Interview with Jennifer See, Licensed Professional Counselor & Licensed Chemical Dependency Counselor
Jennifer See is a Licensed Professional Counselor (LPC) and Licensed Chemical Dependency Counselor (LCDC) who takes a solutions-focused approach to therapy. She is based in San Antonio, Texas and works with tweens, teens, and adults. Her practice is flexible: in addition to traditional office-based therapy she offers distance counseling as well as in-home and “walk and talk” therapy sessions.
1. Your first career was as a marketer and writer, and you mention on your website how in this career you noticed how many people were looking for help with personal issues–can you explain to us the path you took to transition to counseling?
I was a military spouse and doing a lot of freelance writing for military publications and websites. I had to talk to many people, and I found that they were always telling me about their lives beyond the article or piece I was writing. Even at parties, people tended to open up to me about their problems or challenges. At one point I thought…why not get paid for doing this? So at age 39, I went back to graduate school and started on this path.
2. Do you have any “favorite” questions that you typically ask new clients to start a dialogue?

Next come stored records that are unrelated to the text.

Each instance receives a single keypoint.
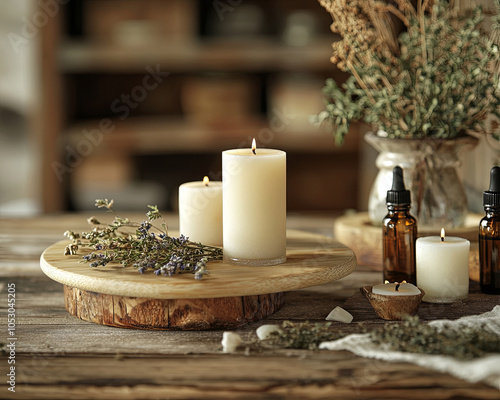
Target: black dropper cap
(491, 197)
(398, 194)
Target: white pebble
(339, 314)
(230, 341)
(264, 331)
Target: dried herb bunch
(410, 335)
(437, 78)
(142, 249)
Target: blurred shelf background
(141, 96)
(127, 99)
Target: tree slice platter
(230, 296)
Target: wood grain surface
(59, 356)
(311, 260)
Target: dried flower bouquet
(437, 78)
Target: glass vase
(431, 174)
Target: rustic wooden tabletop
(58, 356)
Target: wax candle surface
(200, 212)
(389, 289)
(443, 268)
(254, 203)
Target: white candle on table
(396, 289)
(200, 211)
(254, 206)
(442, 265)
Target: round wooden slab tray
(229, 297)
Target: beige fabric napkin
(484, 369)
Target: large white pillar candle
(254, 206)
(442, 265)
(200, 212)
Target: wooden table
(58, 356)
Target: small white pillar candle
(254, 206)
(200, 211)
(396, 289)
(442, 265)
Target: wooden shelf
(151, 135)
(220, 55)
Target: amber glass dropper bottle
(399, 233)
(489, 237)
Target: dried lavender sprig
(144, 250)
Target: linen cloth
(484, 369)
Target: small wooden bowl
(392, 307)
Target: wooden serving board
(230, 296)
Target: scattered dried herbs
(303, 335)
(135, 244)
(411, 336)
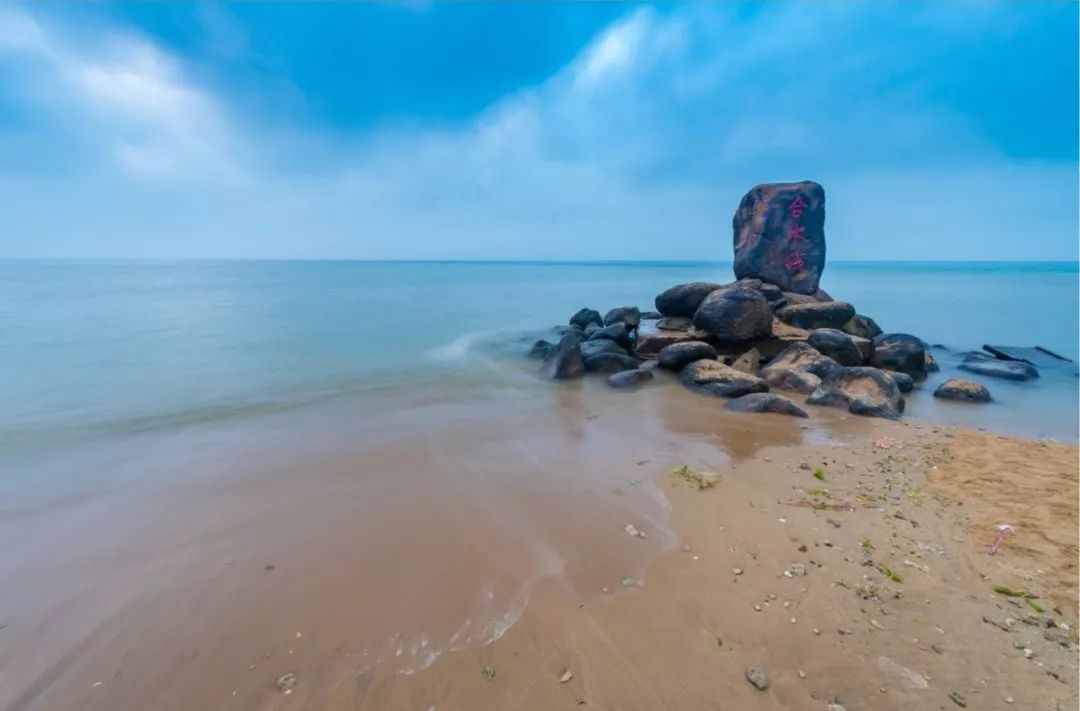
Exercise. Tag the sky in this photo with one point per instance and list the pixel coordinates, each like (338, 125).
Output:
(534, 131)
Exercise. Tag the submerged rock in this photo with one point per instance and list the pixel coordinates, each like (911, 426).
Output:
(676, 356)
(684, 299)
(629, 378)
(584, 317)
(628, 314)
(961, 389)
(733, 314)
(996, 369)
(766, 402)
(837, 345)
(716, 378)
(900, 351)
(862, 390)
(564, 362)
(780, 235)
(819, 314)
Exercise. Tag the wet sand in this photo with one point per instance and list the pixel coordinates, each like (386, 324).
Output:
(478, 563)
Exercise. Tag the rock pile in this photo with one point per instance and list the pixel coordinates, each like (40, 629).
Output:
(771, 329)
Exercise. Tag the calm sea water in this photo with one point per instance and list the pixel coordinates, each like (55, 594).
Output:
(93, 349)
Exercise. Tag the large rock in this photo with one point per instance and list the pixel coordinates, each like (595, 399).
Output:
(780, 236)
(716, 378)
(862, 390)
(628, 314)
(629, 378)
(960, 389)
(684, 299)
(996, 369)
(819, 314)
(620, 333)
(837, 345)
(787, 370)
(564, 362)
(900, 351)
(676, 356)
(766, 402)
(734, 314)
(584, 317)
(862, 326)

One of my favorite questions in my intake is to ask if they were “voluntold” to be at the appointment. It’s an ice-breaker, but also a way for me to gauge if they came to see me because they want to be in therapy, or because someone else wants them to be in therapy.
3. In addition to traditional face-to-face counseling, you offer telephonic and distance video counseling. What are some challenges in these more “separated” counseling mediums, and how do you respond to these?
Not everyone is comfortable with a telephonic or video session when I mention it. But I find that these mediums can break down a lot of barriers for people, the biggest ones being access to care, limited transportation, or childcare. It’s also a great way for me to work around people’s busy schedules. I’ve “seen” clients on their business trips, vacations…or I’ve seen couples in their homes during kids’ naptimes or after they’ve put them to bed.
4. On your blog, you mention that the last year has seen your practice growing exponentially–but sometimes at the expense of your personal mental health. If you could go back in time, what would you tell the earlier version of yourself to make this growth process smoother for all involved?
Oh gosh, I would tell myself so many things…that boundaries are ok…that you probably can’t help everyone with all their problems…that it’s ok to say no…and to stop agreeing to 9:00 PM appointments!!! It’s really important for therapists to take care of themselves. We are notoriously great at insisting our clients take care of themselves, and we constantly preach “self-care,” but we are horrible at following our own advice! Getting enough sleep and exercise and not answering my phone 24/7 has made a huge difference for me.
5. Knowing what you know now, are there any subject areas outside of the counseling course core that you would particularly recommend that future counselors study while they’re still in school?
I think there are many things that counselors can study, especially if they want to go into private practice. Read up on entrepreneurship and what it means to own a small business. I love having a private practice, but it’s certainly not for everyone. I’m not sure the schools are preparing counselors enough for what it looks like in the “real” counseling world, especially in the realm of private practice.
6. Is there any further advice that you would like to share?
The counseling world is constantly evolving and changing, and I think the best counselors I know keep up with the changes. Also, find a mentor in the field that has been practicing for a long time. The mentors that I have are so important to me and have been crucial to helping me through some tough times and situations.
Also–don’t let fear hold you back!!! The counseling field has so many opportunities! I just facilitated a three-day Motivational Interviewing training for a large group in Houston and I also do some freelance writing about mental health and substance use. I like to diversify myself and to get myself out of the “chair” every now and then. If you want to start a private practice, I highly suggest doing it. I wanted to start one about three years before I actually did it, and my only regret is that I didn’t do it sooner!